Kalau kita tidak bisa menjaga mulut, lalu misalnya dengan mudah kita berbohong, berkata-kata kasar, jorok, sering menebar fitnah, bergunjing keburukan orang, bahkan yang sederhana omong yang tidak perlu dan tidak pada tempatnya adalah penggambaran kita sudah kentut lewat mulut. Karena itu akan menebarkan kebusukan yang lebih busuk dari kentut, kentut tidak sampai lima menit akan hilang tertiup angin. Tetapi kebusukan dari mulut akan bertahan untuk waktu yang lama, bahkan akan menjadi pemicu hal-hal yang dibenci Allah dan bisa merusakan ketenangan lahir dan batin orang yang terkena sasaran kebusukan mulut itu.

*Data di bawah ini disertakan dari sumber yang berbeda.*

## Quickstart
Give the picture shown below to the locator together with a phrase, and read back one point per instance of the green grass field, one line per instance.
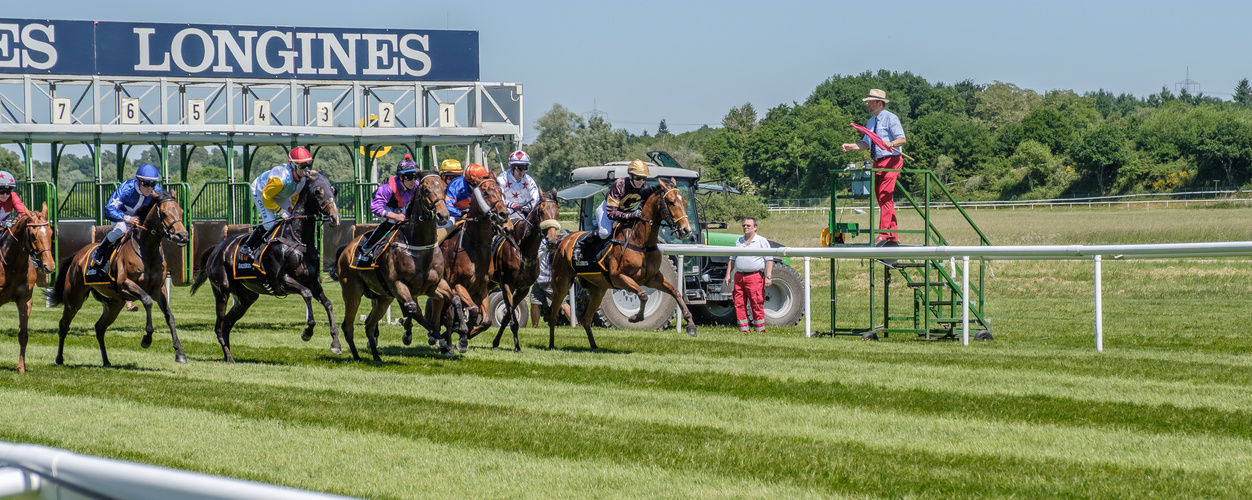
(1166, 411)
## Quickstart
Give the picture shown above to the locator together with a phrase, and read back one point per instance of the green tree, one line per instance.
(1242, 93)
(1048, 127)
(1101, 152)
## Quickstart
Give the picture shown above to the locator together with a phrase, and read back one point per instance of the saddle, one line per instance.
(367, 258)
(98, 265)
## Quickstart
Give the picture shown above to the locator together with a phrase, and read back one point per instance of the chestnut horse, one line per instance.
(516, 265)
(408, 267)
(138, 273)
(291, 262)
(630, 266)
(468, 271)
(23, 247)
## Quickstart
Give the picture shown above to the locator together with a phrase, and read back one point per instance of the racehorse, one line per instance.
(632, 261)
(23, 247)
(408, 267)
(516, 265)
(468, 265)
(289, 262)
(137, 273)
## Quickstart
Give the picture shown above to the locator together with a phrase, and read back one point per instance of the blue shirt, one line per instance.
(457, 197)
(127, 201)
(888, 127)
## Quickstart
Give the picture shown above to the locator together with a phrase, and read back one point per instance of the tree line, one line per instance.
(984, 140)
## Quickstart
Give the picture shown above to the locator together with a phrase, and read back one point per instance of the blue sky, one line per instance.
(689, 63)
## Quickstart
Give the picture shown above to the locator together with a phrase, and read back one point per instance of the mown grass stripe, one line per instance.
(343, 461)
(848, 468)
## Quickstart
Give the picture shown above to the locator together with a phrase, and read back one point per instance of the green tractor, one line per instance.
(702, 276)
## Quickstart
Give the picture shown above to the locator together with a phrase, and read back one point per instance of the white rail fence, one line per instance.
(1052, 252)
(30, 471)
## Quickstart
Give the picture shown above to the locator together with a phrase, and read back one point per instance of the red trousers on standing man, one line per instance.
(750, 286)
(884, 189)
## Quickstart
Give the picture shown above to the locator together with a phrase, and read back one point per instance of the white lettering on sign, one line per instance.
(21, 48)
(228, 52)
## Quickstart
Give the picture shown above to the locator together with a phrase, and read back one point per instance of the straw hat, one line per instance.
(877, 94)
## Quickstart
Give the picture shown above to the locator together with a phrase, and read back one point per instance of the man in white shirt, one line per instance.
(518, 187)
(751, 273)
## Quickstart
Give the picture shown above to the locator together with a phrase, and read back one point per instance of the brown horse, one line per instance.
(468, 271)
(630, 266)
(411, 266)
(23, 247)
(291, 263)
(138, 273)
(516, 265)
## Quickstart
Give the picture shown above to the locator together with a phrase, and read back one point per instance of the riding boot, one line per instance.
(249, 246)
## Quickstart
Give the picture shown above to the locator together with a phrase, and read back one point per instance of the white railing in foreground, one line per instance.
(1054, 252)
(44, 471)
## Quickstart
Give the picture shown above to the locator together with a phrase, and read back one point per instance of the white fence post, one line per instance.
(1099, 310)
(964, 301)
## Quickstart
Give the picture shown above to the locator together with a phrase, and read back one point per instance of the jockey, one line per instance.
(122, 207)
(273, 193)
(389, 203)
(625, 199)
(520, 189)
(10, 204)
(461, 189)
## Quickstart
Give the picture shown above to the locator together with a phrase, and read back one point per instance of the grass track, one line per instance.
(1166, 411)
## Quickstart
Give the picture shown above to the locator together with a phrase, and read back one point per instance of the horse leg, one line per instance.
(660, 283)
(329, 317)
(134, 290)
(112, 308)
(244, 300)
(352, 293)
(507, 295)
(377, 310)
(589, 313)
(23, 335)
(163, 301)
(74, 296)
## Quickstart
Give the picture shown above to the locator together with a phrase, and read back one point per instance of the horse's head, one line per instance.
(549, 211)
(168, 214)
(674, 208)
(36, 237)
(490, 201)
(319, 197)
(430, 197)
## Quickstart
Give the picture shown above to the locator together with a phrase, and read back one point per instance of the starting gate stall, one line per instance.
(179, 87)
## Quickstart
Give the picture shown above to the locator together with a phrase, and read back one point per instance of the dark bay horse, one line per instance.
(467, 255)
(291, 263)
(630, 266)
(408, 267)
(25, 248)
(516, 263)
(138, 273)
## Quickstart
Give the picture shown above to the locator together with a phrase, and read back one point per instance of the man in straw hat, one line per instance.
(888, 127)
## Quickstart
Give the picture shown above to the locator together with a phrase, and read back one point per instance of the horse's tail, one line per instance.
(334, 268)
(58, 293)
(205, 258)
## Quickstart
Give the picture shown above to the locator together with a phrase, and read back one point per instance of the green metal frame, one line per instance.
(935, 290)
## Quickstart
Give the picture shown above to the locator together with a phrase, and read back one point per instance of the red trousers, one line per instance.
(750, 287)
(884, 189)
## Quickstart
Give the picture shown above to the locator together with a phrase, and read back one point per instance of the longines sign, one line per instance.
(143, 49)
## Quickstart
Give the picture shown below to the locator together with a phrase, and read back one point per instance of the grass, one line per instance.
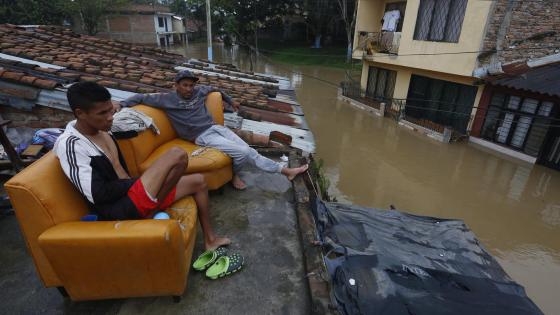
(301, 54)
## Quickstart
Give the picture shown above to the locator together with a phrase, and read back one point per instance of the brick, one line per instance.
(109, 84)
(28, 80)
(147, 81)
(14, 76)
(89, 78)
(45, 84)
(128, 87)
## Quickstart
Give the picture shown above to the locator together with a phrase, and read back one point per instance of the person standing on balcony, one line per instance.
(187, 111)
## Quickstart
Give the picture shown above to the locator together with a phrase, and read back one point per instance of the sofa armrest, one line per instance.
(116, 259)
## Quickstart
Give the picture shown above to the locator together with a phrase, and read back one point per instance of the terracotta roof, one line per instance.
(114, 64)
(142, 69)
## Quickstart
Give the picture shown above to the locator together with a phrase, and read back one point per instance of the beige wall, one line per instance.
(136, 29)
(403, 81)
(476, 15)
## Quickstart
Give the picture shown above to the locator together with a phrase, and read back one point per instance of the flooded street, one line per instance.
(513, 207)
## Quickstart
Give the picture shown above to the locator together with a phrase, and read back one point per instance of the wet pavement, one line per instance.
(513, 207)
(261, 221)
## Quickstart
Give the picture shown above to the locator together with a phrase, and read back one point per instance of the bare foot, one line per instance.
(291, 173)
(238, 183)
(216, 242)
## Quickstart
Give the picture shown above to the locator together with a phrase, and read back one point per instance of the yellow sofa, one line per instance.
(113, 259)
(103, 259)
(141, 151)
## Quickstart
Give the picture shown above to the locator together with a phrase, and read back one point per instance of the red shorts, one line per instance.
(144, 204)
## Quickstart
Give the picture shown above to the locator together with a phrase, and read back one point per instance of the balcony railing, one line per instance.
(379, 42)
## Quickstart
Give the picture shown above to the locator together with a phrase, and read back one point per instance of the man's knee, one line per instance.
(200, 181)
(178, 154)
(244, 152)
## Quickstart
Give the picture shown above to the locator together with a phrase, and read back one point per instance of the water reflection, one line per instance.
(513, 207)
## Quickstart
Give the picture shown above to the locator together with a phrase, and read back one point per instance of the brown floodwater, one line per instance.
(513, 207)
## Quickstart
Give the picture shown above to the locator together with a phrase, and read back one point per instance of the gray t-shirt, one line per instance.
(189, 117)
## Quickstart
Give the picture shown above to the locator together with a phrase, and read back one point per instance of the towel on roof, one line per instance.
(128, 119)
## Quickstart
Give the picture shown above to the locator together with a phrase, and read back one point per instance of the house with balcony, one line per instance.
(420, 53)
(143, 24)
(442, 65)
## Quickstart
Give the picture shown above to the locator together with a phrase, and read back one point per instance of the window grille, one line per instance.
(517, 122)
(381, 83)
(442, 102)
(440, 20)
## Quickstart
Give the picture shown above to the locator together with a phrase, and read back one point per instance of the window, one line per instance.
(517, 122)
(442, 102)
(440, 20)
(381, 83)
(401, 7)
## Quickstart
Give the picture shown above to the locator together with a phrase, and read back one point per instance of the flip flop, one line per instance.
(208, 258)
(225, 265)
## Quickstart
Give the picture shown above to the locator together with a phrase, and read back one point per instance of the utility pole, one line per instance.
(209, 30)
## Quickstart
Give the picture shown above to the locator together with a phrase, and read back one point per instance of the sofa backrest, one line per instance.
(43, 197)
(136, 150)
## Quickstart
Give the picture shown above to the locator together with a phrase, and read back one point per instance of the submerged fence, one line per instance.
(411, 110)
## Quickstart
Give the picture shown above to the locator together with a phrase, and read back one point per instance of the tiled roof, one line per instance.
(111, 63)
(48, 57)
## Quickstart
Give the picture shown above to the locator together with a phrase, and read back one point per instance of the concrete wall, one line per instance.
(515, 26)
(136, 29)
(404, 75)
(472, 34)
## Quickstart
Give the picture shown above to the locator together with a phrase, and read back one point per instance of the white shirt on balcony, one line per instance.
(391, 20)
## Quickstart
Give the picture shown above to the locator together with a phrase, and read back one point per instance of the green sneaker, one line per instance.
(225, 265)
(208, 258)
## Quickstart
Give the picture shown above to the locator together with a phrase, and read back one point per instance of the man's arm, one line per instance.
(77, 166)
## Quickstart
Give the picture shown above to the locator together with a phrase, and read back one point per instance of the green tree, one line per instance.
(348, 10)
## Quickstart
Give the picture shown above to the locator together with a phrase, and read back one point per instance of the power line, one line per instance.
(489, 109)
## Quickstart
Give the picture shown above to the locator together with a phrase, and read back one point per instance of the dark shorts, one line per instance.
(144, 204)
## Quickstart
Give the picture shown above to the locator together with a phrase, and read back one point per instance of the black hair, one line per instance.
(84, 95)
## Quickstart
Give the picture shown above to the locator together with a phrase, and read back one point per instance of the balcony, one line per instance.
(379, 42)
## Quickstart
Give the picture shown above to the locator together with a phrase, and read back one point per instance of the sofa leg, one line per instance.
(62, 291)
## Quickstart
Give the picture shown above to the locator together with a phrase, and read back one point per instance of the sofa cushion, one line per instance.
(210, 159)
(185, 211)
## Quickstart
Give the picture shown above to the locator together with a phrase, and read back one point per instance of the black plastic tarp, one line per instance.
(390, 262)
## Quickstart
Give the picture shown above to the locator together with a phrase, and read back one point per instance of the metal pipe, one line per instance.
(209, 30)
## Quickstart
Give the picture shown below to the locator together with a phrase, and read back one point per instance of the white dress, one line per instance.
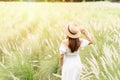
(72, 65)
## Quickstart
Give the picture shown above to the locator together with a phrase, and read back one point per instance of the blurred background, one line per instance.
(31, 32)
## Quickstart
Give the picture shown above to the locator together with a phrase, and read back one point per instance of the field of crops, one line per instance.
(31, 33)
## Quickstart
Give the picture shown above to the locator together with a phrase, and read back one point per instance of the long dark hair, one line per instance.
(74, 43)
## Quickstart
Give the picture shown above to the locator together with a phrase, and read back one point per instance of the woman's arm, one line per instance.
(61, 60)
(87, 37)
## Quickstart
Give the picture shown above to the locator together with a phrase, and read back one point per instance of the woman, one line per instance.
(70, 62)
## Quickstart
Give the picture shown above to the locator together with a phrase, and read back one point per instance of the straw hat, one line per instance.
(72, 30)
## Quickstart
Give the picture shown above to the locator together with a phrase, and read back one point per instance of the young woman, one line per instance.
(70, 62)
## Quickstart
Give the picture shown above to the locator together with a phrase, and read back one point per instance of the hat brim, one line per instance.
(77, 35)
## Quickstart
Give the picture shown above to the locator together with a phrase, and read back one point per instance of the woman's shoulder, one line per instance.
(65, 42)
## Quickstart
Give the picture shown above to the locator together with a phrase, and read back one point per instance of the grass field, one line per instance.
(31, 33)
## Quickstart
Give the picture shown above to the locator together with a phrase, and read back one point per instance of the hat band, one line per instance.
(70, 31)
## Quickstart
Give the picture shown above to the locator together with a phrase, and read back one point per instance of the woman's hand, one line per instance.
(83, 31)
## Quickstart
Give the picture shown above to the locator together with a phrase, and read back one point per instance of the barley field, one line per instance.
(31, 33)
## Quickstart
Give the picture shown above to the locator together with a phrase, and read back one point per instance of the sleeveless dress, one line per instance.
(72, 66)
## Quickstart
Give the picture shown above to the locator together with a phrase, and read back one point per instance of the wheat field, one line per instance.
(31, 33)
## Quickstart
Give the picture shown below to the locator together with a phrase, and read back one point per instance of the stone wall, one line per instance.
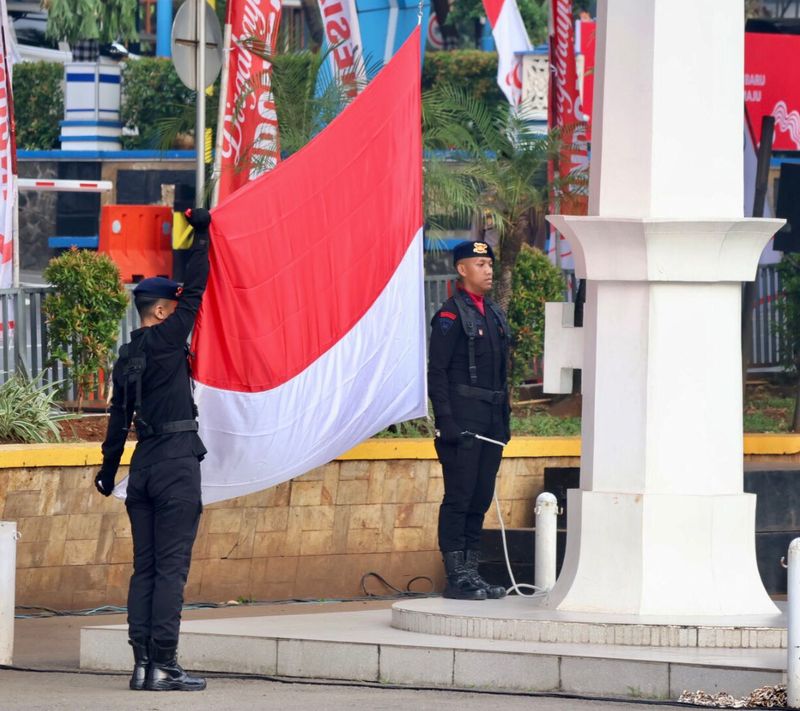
(312, 537)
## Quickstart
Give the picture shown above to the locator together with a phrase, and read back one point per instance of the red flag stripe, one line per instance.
(272, 307)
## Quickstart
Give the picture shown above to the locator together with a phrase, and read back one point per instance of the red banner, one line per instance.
(771, 86)
(565, 115)
(249, 143)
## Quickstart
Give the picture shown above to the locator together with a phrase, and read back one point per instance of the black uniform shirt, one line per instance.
(166, 383)
(448, 363)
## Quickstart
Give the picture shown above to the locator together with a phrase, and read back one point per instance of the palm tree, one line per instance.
(90, 22)
(491, 169)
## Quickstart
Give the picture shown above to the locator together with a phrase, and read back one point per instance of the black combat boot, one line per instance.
(167, 675)
(141, 663)
(459, 583)
(493, 592)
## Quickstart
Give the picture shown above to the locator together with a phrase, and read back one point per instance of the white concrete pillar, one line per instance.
(8, 568)
(660, 525)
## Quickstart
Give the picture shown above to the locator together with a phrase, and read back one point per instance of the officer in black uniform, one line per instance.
(467, 372)
(152, 388)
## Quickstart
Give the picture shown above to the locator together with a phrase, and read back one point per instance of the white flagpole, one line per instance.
(223, 96)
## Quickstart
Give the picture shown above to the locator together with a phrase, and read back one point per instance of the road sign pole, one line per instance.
(200, 128)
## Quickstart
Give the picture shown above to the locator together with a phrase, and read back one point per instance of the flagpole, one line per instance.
(223, 97)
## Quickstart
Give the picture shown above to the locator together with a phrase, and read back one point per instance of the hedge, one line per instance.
(38, 104)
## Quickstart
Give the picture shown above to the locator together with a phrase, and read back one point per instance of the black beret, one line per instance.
(465, 250)
(159, 287)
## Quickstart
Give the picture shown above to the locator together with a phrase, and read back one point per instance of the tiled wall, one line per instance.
(312, 537)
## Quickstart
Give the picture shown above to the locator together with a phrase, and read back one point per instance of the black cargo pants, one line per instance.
(469, 470)
(164, 507)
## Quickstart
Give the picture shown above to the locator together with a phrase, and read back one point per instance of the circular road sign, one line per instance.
(184, 44)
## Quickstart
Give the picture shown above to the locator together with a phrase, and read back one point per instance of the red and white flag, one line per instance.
(311, 336)
(511, 37)
(566, 114)
(7, 155)
(248, 142)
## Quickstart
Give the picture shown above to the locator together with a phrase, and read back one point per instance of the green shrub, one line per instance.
(28, 410)
(38, 104)
(535, 280)
(152, 92)
(789, 312)
(83, 313)
(470, 70)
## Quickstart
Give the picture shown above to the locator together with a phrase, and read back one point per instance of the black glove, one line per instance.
(104, 481)
(199, 218)
(448, 431)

Kata guru spiritualku, lebih baik kita diam dari pada kita bicara hal-hal yang buruk, dari pada kita melontarkan ungkapan jorok, berbohong, menghasut orang, bergunjing atau bergelisah. Berpikirlah sebelum bicara, timbang baik buruk apa yang akan kita ucapkan, pilih kata yang tepat yang menggembirakan atau yang menyejukkan kita sendiri dan orang lain yang mendengarkannya. Bayangkan juga perasaan kita bagaimana kalau kita yang mendapatkan omongan yang tidak mengenakan, kita yang jadi korban, kita yang teraniaya. Jangan mengikuti ego, walau kita sedang berkuasa, sedang berwenang, sedang di atas angin. Lebih baik sadar bahwa hal itu sewaktu-waktu bisa berubah, bisa terbalik seratus delapan puluh derajat dalam sekejap jika yang di atas menghendaki.
Orang bijak lain bilang ‘bicaralah dengan hati’ karena hati selalu diselimuti kejujuran, selalu setia mengingatkan kita untuk menghindari keburukan yang selalu menjadi pintu setan untuk bercokol di hati kita. Kenali dan akrabi suara hati kita, integrasikan dengan lisan yang terjaga kalau bisa menjadi lisan yang mulia, yang selalu bisa berbagi ayat Allah, berbagi nikmat Allah, lalu bisa menjelmakan semua itu ke dalam tindakan nyata. Sabda Rosullullah ‘ Orang yang paling bijaksana adalah mereka yang mampu menjaga lisan dan perbuatannya’. Tidak menebar kebusukan lewat mulutnya, atau kentut lewat mulut kata Mata Hari di cerbung Kompas.